Les jeunes Français peuvent télécharger pour moins cher avec la «carte musique»

Paris — Les jeunes Français de 12 à 25 ans peuvent, depuis hier, télécharger des titres avec la «carte musique», financée pour moitié par le ministère français de la Culture afin de les détourner de la piraterie.

«La carte musique, c'est deux fois plus de musique grâce à l'aide de l'État», a résumé Frédéric Mitterrand en présentant le dispositif à la presse hier dans un salon de la rue de Valois. Le ministre de la Culture a salué «une opportunité formidable pour le développement de la musique en ligne».

Concrètement, les jeunes internautes peuvent se rendre sur le site dédié à la carte musique pour y acheter un crédit de 5, 10 ou 25 euros à utiliser sur une plateforme de téléchargement. Pour utiliser différentes plateformes, ils doivent acheter différents crédits.

L'État double le montant de chaque crédit, dans une limite de 25 euros par personne. L'internaute reçoit par courriel le code correspondant à son ou ses crédits. Il peut alors se rendre sur la ou les plateformes qu'il avait choisies et commencer ses achats.

Valable un an, la carte musique peut être rechargée tant que ne sont pas atteints les 50 euros d'achats — subvention comprise. Pour l'instant, 14 plateformes proposent une telle offre; une dizaine d'autres devraient se joindre à elles d'ici la fin de l'année, selon Frédéric Mitterrand.

Le nombre de bénéficiaires est limité à un million par an. «Premier arrivé, premier servi», a averti le ministre. La France compte 11,2 millions de jeunes âgés de 12 à 25 ans.

Le site de la carte musique ne vérifie pas l'âge de l'internaute, qui doit simplement cocher une attestation sur l'honneur.
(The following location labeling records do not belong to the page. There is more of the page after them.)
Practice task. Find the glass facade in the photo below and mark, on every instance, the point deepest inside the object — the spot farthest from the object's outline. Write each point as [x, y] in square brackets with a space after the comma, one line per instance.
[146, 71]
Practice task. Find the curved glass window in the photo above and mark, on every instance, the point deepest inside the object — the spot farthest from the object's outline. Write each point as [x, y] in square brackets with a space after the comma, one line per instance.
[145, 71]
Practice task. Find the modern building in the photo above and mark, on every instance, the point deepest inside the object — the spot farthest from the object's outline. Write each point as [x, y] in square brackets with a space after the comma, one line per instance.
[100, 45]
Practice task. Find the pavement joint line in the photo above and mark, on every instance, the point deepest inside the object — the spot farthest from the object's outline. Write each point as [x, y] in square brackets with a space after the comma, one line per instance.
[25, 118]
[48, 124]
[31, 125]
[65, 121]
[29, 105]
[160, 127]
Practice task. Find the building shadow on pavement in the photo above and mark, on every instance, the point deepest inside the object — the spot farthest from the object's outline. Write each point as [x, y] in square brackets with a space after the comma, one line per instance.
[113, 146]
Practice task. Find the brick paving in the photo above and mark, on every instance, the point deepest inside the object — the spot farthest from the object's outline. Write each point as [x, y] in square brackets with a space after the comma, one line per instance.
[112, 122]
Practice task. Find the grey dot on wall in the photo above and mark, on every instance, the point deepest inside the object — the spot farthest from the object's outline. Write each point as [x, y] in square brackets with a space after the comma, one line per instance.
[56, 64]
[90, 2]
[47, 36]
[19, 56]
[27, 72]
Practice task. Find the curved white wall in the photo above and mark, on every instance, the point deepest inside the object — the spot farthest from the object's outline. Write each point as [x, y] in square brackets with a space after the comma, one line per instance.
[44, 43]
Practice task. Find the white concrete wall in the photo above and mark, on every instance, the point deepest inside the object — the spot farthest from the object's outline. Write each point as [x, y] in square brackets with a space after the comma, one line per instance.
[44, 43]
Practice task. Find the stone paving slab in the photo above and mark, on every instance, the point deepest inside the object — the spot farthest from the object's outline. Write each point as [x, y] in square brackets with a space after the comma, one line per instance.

Cependant, les plateformes partenaires peuvent exiger un justificatif de naissance.

«À la limite, je pourrais peut-être moi-même demander la carte musique», a plaisanté Frédéric Mitterrand, en ajoutant qu'il risquerait de trahir son «âge canonique» à force de commander des valses de Strauss. «On ne peut pas empêcher des fraudes qui pourraient survenir», a reconnu le ministre, sans exclure pour autant des «contrôles aléatoires» ultérieurs.

La carte musique est la première des 22 propositions du rapport Création et Internet remis en janvier dernier par Patrick Zelnik, Guillaume Cerrutti et Jacques Toubon. Elle n'a reçu le feu vert de la Commission européenne que le 12 octobre dernier.

Un décret, signé lundi et publié mardi dans le Journal officiel, met en place ce dispositif pour deux ans. L'aide de l'État sera limitée à 25 euros par utilisateur de carte musique. Elle ne pourra pas dépasser les cinq millions d'euros par plateforme.

«En ciblant la jeunesse, la carte musique vise [...] à créer de nouvelles habitudes, a souligné Frédéric Mitterrand. Si les jeunes adoptent les plateformes, la partie sera — je crois — gagnée pour la musique en ligne.»

D'après le ministère de la Culture, le nombre de titres téléchargés légalement est actuellement vingt fois inférieur à celui des titres échangés illégalement.

L'industrie musicale a réalisé en France un chiffre d'affaires de 961 millions d'euros en 2009, en chute de 8,4 % par rapport à 2008.

Le marché de la musique numérique s'élevait l'année dernière à 73,5 millions d'euros (104,4 millions $CAN). Si la totalité des cartes musique sont effectivement utilisées, l'État déboursera la première année 25 millions d'euros (35,5 millions $CAN) d'aide, mais ce seront en fait 50 millions d'euros (71 millions $CAN) (avec la contribution des jeunes internautes) qui viendront alimenter la filière de la musique numérique.